- Former Fed Chairman Paul Volcker, in an essay written in September, sharply criticized President Donald Trump and the "nihilistic forces" seeking to undermine U.S. institutions.
- He also called out Trump for his relentless criticism of Fed officials and their policy moves.
- Volcker, who died Sunday, is credited with vanquishing inflation in the late 1970s and early '80s.
Three months before he died, former Federal Reserve Chairman Paul Volcker issued a scathing critique against President Donald Trump and the "movement to undermine Americans' faith in our government and its policies and institutions."
In an afterword to a paperback release of his autobiography, the legendary former central bank chief called out the president for his attacks on the Fed and said there is a general movement to undermine confidence in essential U.S. institutions.
"Nihilistic forces are dismantling policies to protect our air, water, and climate," Volcker wrote at the end of "Keeping At It: The Quest for Sound Money and Good Government." "And they seek to discredit the pillars of our democracy: voting rights and fair elections, the rule of law, the free press, the separation of powers, the belief in science, and the concept of truth itself."

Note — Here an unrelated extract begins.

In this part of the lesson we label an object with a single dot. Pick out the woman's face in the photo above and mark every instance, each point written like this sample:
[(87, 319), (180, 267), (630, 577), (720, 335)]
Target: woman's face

He guided the Fed from 1979-87 and led the way to vanquishing the runaway inflation of the period. Later, he formulated the Volcker rule banking reform that restricted risk-taking on Wall Street.
In the essay he wrote in September, Volcker addressed Trump's repeated criticism of the Fed. The president has demanded the central bank lower rates and has called officials there "boneheads" and said Chairman Jerome Powell was "clueless."
"Not since just after the second world war have we seen a president so openly seek to dictate policy to the Fed," Volcker wrote. "That is a matter of great concern, given that the central bank is one of our key governmental institutions, carefully designed to be free of purely partisan attacks."
Volcker added that confidence in the U.S. is "under siege."
"Seventy-five years ago, Americans rose to the challenge of vanquishing tyranny overseas. We joined with our allies, keenly recognizing the need to defend and sustain our hard-won democratic freedoms," he said. "Today's generation faces a different, but equally existential, test. How we respond will determine the future of our own democracy and, ultimately, of the planet itself."
The concerns are similar to those he expressed a year ago in an interview with Andrew Ross Sorkin of The New York Times and CNBC, during which he said the U.S. was in "a hell of a mess" because "nobody believes in the leadership of the country."
CNBC has reached out to the White House for comment.